Niemeyer, who authored this opinion, dissented last year, calling the holding a “remarkable” one based on “basic flaws of law and logic” that will make traffic stops substantially more dangerous to police.

 
He believed the approach taken by the majority added criteria “distinct from and in addition to” the Supreme Court’s requirement for the inherent “danger posed by an individual’s possession of a firearm during the course of a forced police encounter.”

 
Relying on 1977’s Pennsylvania v. Mimms, Niemeyer wrote that a reasonable officer needs only to suspect that an individual lawfully stopped is “armed and thus dangerous.” Terry also linked the two terms.

 
The majority addressed that reliance in a footnote, writing that the arrest in Mimms took place during a time “when local law appears to have strictly limited the public possession of firearms, allowing it only in narrow circumstances.”

 
As mentioned previously, at the time of this incident, West Virginia allowed the concealed carry of firearms with the proper permit.

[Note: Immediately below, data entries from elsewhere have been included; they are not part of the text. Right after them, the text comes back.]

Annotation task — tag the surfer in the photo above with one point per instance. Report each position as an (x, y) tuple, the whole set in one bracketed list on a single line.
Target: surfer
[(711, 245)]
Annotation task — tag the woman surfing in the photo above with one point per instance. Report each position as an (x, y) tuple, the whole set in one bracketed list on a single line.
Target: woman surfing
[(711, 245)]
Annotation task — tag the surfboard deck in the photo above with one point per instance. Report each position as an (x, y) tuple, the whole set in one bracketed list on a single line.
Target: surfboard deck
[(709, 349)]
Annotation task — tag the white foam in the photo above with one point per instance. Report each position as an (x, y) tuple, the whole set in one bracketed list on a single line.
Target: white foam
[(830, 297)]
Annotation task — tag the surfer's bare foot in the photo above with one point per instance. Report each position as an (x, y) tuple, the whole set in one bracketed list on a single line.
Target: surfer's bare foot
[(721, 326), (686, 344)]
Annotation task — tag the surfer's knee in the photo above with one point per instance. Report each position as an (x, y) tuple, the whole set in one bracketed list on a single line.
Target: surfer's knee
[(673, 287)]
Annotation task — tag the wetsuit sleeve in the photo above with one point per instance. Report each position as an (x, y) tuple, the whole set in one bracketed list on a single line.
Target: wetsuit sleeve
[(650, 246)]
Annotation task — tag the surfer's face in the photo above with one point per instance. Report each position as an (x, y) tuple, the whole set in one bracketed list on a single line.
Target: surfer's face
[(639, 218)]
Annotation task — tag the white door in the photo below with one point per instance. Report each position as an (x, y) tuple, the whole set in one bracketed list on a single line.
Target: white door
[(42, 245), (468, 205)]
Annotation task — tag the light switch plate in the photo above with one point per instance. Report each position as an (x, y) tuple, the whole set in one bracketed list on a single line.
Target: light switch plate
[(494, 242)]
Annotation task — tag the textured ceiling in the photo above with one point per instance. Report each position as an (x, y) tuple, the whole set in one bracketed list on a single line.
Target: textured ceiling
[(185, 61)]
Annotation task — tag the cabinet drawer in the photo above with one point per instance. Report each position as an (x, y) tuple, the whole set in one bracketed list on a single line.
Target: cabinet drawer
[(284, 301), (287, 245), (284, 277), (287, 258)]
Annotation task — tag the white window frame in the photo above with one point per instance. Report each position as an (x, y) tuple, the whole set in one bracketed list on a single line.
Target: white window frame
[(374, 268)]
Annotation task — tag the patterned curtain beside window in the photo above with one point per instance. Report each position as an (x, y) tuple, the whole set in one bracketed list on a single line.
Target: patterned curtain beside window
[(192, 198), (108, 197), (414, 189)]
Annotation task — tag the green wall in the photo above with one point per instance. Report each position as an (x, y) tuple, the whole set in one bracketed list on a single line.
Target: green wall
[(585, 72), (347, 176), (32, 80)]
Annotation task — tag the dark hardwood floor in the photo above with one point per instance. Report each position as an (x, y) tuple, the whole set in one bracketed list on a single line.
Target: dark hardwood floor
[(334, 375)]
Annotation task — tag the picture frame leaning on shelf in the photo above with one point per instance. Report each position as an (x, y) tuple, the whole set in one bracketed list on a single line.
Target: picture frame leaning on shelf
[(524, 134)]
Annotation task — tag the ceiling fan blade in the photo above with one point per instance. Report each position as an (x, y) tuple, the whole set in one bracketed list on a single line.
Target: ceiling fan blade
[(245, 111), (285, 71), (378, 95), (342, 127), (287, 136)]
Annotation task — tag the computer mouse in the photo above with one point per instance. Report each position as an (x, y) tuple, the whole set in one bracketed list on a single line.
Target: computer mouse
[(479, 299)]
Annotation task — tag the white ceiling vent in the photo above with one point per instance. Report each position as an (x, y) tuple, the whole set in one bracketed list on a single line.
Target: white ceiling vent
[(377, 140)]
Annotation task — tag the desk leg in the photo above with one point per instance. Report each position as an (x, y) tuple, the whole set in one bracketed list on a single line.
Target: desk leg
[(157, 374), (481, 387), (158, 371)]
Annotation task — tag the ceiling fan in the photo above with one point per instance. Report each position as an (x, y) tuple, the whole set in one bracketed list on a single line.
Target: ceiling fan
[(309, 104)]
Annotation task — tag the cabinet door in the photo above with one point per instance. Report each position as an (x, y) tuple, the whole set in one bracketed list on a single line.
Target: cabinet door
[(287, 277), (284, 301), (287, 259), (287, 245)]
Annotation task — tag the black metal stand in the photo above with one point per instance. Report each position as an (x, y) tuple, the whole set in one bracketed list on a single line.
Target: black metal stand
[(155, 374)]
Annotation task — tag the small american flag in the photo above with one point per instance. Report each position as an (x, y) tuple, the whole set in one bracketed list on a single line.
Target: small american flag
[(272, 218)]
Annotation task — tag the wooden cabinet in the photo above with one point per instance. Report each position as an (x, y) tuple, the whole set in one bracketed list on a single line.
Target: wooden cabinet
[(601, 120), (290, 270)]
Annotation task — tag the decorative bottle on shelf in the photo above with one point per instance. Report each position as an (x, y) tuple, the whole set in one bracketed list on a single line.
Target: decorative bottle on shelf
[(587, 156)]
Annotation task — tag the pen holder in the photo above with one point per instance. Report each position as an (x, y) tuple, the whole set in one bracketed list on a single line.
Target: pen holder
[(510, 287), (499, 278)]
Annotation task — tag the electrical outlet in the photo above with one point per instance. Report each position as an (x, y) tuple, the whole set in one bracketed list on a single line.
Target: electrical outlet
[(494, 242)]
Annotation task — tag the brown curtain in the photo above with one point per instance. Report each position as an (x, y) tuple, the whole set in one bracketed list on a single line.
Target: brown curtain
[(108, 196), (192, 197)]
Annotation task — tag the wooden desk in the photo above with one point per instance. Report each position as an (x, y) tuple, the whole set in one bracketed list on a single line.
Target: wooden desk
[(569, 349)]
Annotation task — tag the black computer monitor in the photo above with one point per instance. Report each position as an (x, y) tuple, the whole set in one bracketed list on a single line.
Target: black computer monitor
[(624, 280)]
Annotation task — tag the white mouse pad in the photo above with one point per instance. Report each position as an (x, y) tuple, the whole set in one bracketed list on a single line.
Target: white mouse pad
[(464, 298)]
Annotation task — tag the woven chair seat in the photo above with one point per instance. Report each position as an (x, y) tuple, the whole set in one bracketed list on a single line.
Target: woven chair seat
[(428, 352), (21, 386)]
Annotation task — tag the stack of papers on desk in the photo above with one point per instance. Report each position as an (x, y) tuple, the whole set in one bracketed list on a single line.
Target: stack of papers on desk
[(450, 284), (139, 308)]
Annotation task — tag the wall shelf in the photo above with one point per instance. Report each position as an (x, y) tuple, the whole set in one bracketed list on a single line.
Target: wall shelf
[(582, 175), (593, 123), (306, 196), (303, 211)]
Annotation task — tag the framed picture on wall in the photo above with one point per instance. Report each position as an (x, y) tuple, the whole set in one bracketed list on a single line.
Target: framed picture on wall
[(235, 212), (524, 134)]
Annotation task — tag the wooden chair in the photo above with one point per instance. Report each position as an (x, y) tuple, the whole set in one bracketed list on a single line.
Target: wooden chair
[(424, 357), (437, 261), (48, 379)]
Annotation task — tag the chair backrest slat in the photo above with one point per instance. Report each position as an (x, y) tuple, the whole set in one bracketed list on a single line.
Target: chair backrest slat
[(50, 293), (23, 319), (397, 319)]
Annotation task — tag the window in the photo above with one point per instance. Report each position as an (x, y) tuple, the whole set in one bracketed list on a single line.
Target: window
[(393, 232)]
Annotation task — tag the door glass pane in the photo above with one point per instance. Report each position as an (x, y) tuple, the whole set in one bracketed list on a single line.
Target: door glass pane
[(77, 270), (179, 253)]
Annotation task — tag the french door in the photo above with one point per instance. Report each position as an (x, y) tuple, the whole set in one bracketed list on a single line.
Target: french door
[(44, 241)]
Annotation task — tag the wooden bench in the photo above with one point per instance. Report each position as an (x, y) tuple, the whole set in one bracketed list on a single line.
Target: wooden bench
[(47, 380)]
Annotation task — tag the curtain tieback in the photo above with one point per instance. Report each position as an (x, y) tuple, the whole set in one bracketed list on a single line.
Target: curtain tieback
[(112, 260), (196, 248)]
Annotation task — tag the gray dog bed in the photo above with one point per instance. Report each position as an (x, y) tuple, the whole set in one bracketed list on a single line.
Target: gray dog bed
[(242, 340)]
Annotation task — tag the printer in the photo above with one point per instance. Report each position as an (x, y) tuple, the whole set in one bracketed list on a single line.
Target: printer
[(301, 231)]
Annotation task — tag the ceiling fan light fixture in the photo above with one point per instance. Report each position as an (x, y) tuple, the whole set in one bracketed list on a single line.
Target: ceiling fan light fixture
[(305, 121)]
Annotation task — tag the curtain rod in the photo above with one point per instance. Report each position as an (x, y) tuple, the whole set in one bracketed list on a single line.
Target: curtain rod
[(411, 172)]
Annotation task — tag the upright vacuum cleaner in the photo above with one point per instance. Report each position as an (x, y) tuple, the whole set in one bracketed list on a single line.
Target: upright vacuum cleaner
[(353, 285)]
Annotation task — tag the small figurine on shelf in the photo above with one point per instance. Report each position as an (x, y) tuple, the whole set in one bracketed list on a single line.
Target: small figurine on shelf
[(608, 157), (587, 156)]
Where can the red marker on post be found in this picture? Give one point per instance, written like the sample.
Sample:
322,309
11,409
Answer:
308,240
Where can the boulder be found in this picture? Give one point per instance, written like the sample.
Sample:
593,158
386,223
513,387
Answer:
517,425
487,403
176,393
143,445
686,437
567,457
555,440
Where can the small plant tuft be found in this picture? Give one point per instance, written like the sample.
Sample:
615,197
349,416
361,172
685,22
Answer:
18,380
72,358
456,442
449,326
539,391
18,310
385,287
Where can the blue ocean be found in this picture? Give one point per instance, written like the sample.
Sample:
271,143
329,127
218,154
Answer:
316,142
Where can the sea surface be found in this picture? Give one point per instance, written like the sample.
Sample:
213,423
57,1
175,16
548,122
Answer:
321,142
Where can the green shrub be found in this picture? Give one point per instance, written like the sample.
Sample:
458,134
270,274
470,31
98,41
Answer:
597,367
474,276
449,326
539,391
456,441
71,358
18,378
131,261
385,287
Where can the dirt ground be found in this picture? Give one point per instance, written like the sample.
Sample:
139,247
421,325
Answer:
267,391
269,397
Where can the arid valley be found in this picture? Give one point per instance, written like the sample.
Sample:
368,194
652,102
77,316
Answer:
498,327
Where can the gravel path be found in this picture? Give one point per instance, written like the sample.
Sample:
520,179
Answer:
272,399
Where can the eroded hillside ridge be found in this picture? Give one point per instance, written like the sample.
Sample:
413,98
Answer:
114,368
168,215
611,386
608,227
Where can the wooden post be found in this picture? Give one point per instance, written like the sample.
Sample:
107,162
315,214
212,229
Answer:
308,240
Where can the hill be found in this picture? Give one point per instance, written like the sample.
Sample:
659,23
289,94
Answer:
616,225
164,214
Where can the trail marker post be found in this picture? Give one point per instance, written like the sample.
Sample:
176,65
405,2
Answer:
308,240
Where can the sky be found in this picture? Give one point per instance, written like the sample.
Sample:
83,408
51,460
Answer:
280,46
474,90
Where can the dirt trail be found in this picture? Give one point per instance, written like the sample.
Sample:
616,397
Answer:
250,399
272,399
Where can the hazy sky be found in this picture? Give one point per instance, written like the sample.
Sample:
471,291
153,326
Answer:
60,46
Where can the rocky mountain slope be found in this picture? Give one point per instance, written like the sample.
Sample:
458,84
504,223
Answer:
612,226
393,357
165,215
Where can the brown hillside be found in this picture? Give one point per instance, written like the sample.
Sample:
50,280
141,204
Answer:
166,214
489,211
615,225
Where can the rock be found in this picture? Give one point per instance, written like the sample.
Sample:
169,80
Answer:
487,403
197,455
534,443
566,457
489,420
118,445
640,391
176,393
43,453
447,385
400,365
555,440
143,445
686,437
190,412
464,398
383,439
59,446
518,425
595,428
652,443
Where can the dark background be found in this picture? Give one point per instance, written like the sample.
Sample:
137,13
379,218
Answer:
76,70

Officers did not discover that Robinson was a felon until after the traffic stop was conducted.

 
But according to the en banc decision, traffic stops are inherently dangerous and are made more dangerous when persons “whose propensities are unknown” are armed, whether legally or illegally.

 
“As such, when the officer reasonably suspects that the person he has stopped is armed, the officer is “warranted in the belief that his safety . . . [is] in danger,” Niemeyer wrote.
He added that the U.S. Supreme Court has previously explained that the purpose of a Terry frisk is not to discover evidence of crime, but to allow an officer to “pursue his investigation without fear of violence, and thus the frisk for weapons might be equally necessary and reasonable, whether or not carrying a concealed weapon violated any applicable state law.”

 
Judge James A Wynn concurred with the decision, but disagreed that “armed and dangerous” is a unitary concept. Assigning an independent meaning to “dangerous” is appropriate because the majority’s unitary interpretation would allow officers to frisk “a wide swath of lawfully stopped individuals engaging in harmless activity,” according to Wynn, who noted that courts have considered objects from a wine bottle to a sharpened pencil “weapons.”

 
He wrote that this case isn’t about traffic stops or weapons, but about firearms, specifically. It’s about, Wynn opined, whether those who choose to carry firearms pose a “categorical risk of danger” to others and whether they forego certain constitutional protections afforded those who do not carry firearms. He believes the answer is yes to both.

 
“We must confront this issue because treating individuals armed with firearms — lawfully or unlawfully — as categorically dangerous places special burdens on such individuals,” Wynn wrote. “Today we recognize one such burden: individuals who carry firearms elect to subject themselves to being frisked when lawfully stopped by law enforcement officers
As she stated in last year’s majority opinion, Judge Harris — now joined in dissent by judges Motz, Gregory and Davis — wrote that once upon a time, because of the prohibition or tight regulation of the public carrying of guns, police officers could assume that anyone carrying a concealed firearm was “up to no good.”

 
That is no longer the case in many states, she said.

 
“Today in West Virginia, citizens are legally entitled to arm themselves in public, and there is no reason to think that a person carrying or concealing a weapon during a traffic stop — conduct fully sanctioned by state law — is anything but a law-abiding citizen who poses no threat to the Authorities,” Harris wrote.

 
She added that until the Supreme Court says that the price of exercising the right to bear arms is relinquishing certain Fourth Amendment rights, she cannot endorse a rule on a collision course with Second Amendment rights.

 
“Nor would I adopt a rule that leaves to unbridled police discretion the decision as to which legally armed citizens will be targeted for frisks, opening the door to the very abuses the Fourth Amendment is designed to prevent,” Harris wrote.